Gianluigi Cassino, Career Coach e Talent Acquisition Specialist in Radar, continua a svelare come rispondere alle domande più frequenti durante un colloquio di lavoro e quali sono le 3 risposte da evitare.
Come convincere un recruiter che sei la persona giusta? Cosa dire sui tuoi obiettivi professionali? E cosa chiedere alla fine dell'incontro? Nel primo appuntamento abbiamo affrontato tre grandi classici: “Parlami di te”, “Qual è il tuo punto debole?” e “Perché vuoi lavorare qui?”.
Ora continuiamo il nostro viaggio tra le domande da colloquio di lavoro con Gianluigi Cassino, Career Coach di Radar Academy, e scopriamo altre 3 risposte da evitare e come renderle più efficaci.
“Perché sono una persona motivata e imparo velocemente”. Motivazione e capacità di apprendere sono certamente caratteristiche positive. Il problema è che, dette così, rimangono affermazioni difficili da verificare e potrebbero essere pronunciate da quasi tutti i candidati.
Per rendere la risposta più efficace, prova a spostare il focus dalle caratteristiche che pensi di avere a ciò che concretamente puoi portare nel ruolo.
Ad esempio: “In questa posizione potrei portare questa competenza, che ho già sviluppato durante questa esperienza”.
In questo modo non ti limiti a descriverti attraverso una qualità, ma fornisci al recruiter un elemento concreto su cui valutare il tuo profilo.
Il punto, infatti, non è dimostrare di essere “migliori” degli altri candidati, ma aiutare il recruiter a capire quale valore potresti portare all'azienda, collegando le tue competenze e le tue esperienze alle esigenze della posizione.
“Spero di essere al tuo posto!”. Una battuta può alleggerire il clima del colloquio, ma questa domanda è soprattutto un'occasione per raccontare in quale direzione vorresti crescere professionalmente.
Il recruiter non si aspetta necessariamente che tu sappia indicare con precisione il ruolo, l'azienda e le responsabilità che avrai tra cinque anni. Quello che può essere interessante capire è, piuttosto, quali sono i tuoi obiettivi e come immagini la tua crescita professionale.
Puoi quindi parlare delle competenze che vorresti sviluppare, delle responsabilità che nel tempo ti piacerebbe assumere o dell'ambito nel quale vorresti specializzarti.
Una risposta potrebbe essere: “Nei prossimi anni vorrei consolidare le mie competenze in questo ambito, acquisire maggiore autonomia e, con l'esperienza, assumere responsabilità crescenti”.
Non serve avere già definito ogni tappa del proprio percorso. È più utile mostrare di avere una direzione, spiegando in che modo la posizione per cui ti stai candidando può inserirsi nel tuo percorso di crescita.
“No, è tutto chiaro”. Può sembrare una risposta innocua, soprattutto se durante il colloquio hai già ricevuto molte informazioni. Ma rinunciare a fare domande significa anche perdere un'occasione importante.
La fase finale del colloquio, infatti, non serve soltanto al recruiter per conoscerti: serve anche a te per capire meglio il ruolo, il team e l'azienda.

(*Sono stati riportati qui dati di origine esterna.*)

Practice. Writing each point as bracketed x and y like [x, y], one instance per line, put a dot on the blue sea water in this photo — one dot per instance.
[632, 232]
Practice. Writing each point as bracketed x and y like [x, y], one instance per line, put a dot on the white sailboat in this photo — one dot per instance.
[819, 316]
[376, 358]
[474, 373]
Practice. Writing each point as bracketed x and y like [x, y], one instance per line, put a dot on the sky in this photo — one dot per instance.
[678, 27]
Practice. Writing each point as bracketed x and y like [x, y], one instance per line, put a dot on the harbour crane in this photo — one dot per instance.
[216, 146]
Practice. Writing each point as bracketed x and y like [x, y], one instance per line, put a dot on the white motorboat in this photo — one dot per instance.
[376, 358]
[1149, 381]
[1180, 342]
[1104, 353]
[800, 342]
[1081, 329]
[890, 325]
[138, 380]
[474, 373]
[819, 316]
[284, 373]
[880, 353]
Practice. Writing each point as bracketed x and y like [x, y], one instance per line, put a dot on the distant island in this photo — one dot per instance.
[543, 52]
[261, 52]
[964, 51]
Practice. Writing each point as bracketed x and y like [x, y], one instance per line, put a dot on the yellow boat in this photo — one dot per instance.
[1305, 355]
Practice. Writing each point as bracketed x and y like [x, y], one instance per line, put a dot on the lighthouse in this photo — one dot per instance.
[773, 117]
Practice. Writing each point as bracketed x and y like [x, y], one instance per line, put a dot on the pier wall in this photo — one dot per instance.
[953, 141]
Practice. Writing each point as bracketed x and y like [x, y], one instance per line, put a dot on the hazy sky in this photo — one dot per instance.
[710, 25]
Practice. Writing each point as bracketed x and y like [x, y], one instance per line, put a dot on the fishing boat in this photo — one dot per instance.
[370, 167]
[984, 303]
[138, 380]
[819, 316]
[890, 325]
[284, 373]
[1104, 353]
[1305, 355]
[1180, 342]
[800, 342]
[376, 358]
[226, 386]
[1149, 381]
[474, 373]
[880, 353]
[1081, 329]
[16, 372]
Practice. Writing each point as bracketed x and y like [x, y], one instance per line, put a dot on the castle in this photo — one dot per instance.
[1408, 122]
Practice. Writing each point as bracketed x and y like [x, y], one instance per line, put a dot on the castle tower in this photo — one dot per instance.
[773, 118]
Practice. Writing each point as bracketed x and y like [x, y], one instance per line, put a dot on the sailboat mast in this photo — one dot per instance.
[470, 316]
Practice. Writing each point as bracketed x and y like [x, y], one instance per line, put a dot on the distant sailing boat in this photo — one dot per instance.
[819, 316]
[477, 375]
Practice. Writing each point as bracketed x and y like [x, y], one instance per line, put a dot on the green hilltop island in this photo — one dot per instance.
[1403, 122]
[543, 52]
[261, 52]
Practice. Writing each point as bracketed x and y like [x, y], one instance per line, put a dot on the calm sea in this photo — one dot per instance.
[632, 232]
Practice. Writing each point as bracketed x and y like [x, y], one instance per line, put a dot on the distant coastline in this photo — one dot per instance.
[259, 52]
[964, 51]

Preparare una o due domande può aiutarti a mostrare interesse e, soprattutto, a raccogliere informazioni utili per valutare l'opportunità.
Potresti chiedere, ad esempio: “Quali saranno le priorità della persona che entrerà in questo ruolo nei primi mesi?” oppure “Come è composto il team con cui lavorerò?”.
Meglio evitare, invece, domande la cui risposta è facilmente reperibile sul sito aziendale o nella job description: potrebbero dare l'impressione che tu non abbia approfondito abbastanza l'azienda o la posizione prima del colloquio.
Anche in questo caso, quindi, non esiste una “domanda perfetta”. L'obiettivo è dimostrare curiosità e utilizzare gli ultimi minuti dell'incontro per capire se quella posizione è davvero in linea con ciò che stai cercando.
Non esiste una formula universale per rispondere alle domande da colloquio di lavoro. Cercare di imparare a memoria la risposta “giusta” rischia, anzi, di rendere il colloquio meno spontaneo.
Il consiglio è prepararsi in modo diverso: riflettere sulle proprie esperienze, individuare esempi concreti e imparare a collegarli alla posizione per cui ci si sta candidando.
Che ti venga chiesto perché l'azienda dovrebbe scegliere te, dove ti immagini tra cinque anni o se hai qualche domanda da fare, prova quindi a partire sempre da ciò che conosci meglio: il tuo percorso, le tue competenze e i tuoi obiettivi.
Prepararsi a un colloquio non significa conoscere in anticipo tutte le domande, ma arrivare all'incontro sapendo quali aspetti del proprio profilo si vogliono raccontare e quali esempi possono renderli credibili.